Liam sudah duduk di satu sisi meja makan yang hanya terdiri dari dua kursi ini. Ia menghela napas melihatku yang begitu sibuk dan sedikit berbau bumbu dapur. Aku ke dapur untuk terakhir kalinya, melepaskan celemek yang kugunakan saat memasak tadi, lalu menyusul Liam duduk di meja makan.
“Maaf, aku membuat hidupmu jadi tidak semudah dulu.” Katanya, mengingat dulu hidupku selalu dilayani oleh asisten-asisten rumah tangga yang ada di rumahku. Memang tidak mudah. Kuakui, aku sangat merindukan Martha, asisten rumah tangga pribadiku. Tapi kehidupanku sekarang lebih baik, karena aku tidak perlu lagi merasa tertekan, karena terpaksa melakukan apa yang tidak kuinginkan.
“Aku bersyukur karena akhirnya memutuskan untuk ikut denganmu.” Kukembangkan senyum lebarku, agar Liam merasa lega dan tidak lagi bersalah.
Liam ikut tersenyum, lalu ia menghabiskan makan malamnya yang sudah tersedia di depannya.
Sekitar satu bulan yang lalu, ketika kami baru sampai di kota ini, jujur saja sangat sulit bagiku untuk membiasakan diri. Setelah kereta terakhir yang kami naiki saat itu, kami masih harus naik bis sekitar setengah jam hingga sampai di kota ini. pemandangan pertama yang kulihat adalah, jejeran rumah kecil nan sederhana, dan beberapa toko tradisional yang terlihat sedikit kuno.
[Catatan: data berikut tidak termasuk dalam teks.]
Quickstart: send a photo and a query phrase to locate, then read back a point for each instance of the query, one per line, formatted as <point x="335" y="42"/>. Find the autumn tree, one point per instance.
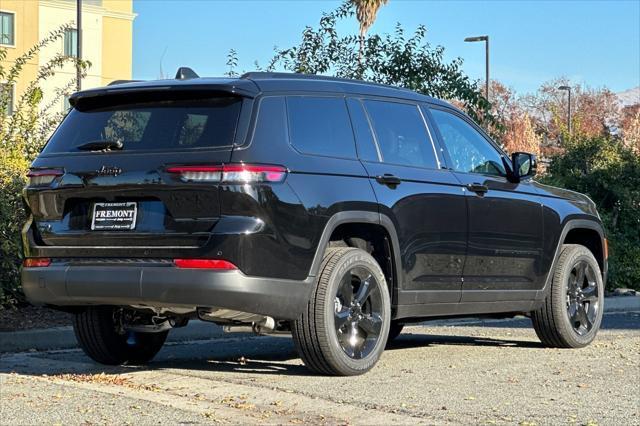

Bahkan gedung tertinggi hanya sampai lima lantai saja, tanpa lift maupun escalator. Tidak ada gedung pencakar langit, hotel mewah, maupun restoran berbintang lima.
Liam menyadari wajahku yang merasa tidak nyaman saat itu, “Tenang saja, di sini ada pantai yang indah.” Hiburnya, yang tahu betul aku sangat menyukai pemandangan alam.
Walaupun lebih sederhana dari yang kuinginkan, tapi inilah impianku. Menghabiskan waktu bersama orang yang kucintai. Orang yang ditakdirkan untukku.